The Church of San Tommaso Apostolo is a titular church in the Roman Catholic church for Cardinal-priests.

== Church ==
It was built as a parish church for the parish of St. Thomas, established on 19 February 1964 in the XXVIIth prefecture of southern Rome, in the papal diocese. The church was dedicated to Saint Thomas the Apostle on 13 February 2013. Its address is Via A. Mariani, in Infernetto in Rome.

It enjoyed papal visits by Pope John Paul II on 13 December 1989, and by Pope Francis on 16 February 2014.

== Cardinal-protectors ==
The title was established on 14 February 2015.

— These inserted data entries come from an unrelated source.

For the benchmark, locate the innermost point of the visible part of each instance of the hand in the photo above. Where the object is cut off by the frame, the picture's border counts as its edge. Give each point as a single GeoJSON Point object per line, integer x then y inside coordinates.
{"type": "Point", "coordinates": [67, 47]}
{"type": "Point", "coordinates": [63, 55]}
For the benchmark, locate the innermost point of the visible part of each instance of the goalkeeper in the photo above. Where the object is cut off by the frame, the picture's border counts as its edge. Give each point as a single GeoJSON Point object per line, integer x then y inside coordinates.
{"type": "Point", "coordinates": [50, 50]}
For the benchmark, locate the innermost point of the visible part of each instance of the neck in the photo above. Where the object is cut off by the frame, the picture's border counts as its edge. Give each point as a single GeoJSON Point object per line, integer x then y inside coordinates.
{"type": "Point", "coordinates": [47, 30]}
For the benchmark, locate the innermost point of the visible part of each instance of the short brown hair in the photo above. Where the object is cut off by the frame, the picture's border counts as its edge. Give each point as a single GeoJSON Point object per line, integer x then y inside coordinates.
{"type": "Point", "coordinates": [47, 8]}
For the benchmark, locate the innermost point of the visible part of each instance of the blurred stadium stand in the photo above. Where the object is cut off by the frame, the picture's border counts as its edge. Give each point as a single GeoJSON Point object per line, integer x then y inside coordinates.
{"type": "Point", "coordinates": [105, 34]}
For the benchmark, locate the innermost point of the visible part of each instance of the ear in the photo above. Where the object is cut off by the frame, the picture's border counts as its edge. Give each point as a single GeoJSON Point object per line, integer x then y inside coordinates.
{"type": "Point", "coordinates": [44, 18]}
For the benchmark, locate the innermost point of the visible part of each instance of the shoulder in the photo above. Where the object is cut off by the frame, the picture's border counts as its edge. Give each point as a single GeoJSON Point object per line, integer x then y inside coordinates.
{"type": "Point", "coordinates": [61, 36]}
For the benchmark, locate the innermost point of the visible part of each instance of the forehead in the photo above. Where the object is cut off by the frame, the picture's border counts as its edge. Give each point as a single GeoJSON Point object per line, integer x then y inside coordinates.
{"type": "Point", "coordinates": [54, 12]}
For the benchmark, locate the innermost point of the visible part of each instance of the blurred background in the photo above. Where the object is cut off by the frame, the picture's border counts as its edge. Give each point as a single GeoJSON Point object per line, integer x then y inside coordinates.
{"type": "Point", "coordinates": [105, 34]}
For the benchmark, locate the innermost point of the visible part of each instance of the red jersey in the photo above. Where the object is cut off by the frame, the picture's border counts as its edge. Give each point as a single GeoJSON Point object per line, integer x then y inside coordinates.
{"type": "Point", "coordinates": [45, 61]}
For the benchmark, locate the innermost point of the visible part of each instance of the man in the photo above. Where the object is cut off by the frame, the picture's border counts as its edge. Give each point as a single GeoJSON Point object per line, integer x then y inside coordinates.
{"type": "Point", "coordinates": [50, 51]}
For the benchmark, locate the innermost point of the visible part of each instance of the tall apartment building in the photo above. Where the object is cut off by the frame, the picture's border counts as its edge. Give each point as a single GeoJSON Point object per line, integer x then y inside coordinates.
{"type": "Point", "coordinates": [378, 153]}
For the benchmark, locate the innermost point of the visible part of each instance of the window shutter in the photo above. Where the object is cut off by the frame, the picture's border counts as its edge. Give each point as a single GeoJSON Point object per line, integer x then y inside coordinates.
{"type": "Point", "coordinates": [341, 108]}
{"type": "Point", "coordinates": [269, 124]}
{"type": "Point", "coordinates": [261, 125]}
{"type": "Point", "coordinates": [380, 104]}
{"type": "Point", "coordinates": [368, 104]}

It has been held by the following Cardinal-priests :
- (Vietnamese) Peter Nguyễn Văn Nhơn (14 February 2015 – ...), while Metropolitan Archbishop of Roman Catholic Archdiocese of Hanoi (13 May 2010 – 17 November 2018); previously Coadjutor Bishop of Đà Lat (Vietnam) (11 October 1991– 23 March 1994) succeeding as Bishop of Đà Lat ( 23 March 1994– 22 April 2010), President of Episcopal Conference of Vietnam (2007 – 2013), Coadjutor Archbishop of Hà Nôi (22 April 2010– 13 May 2010).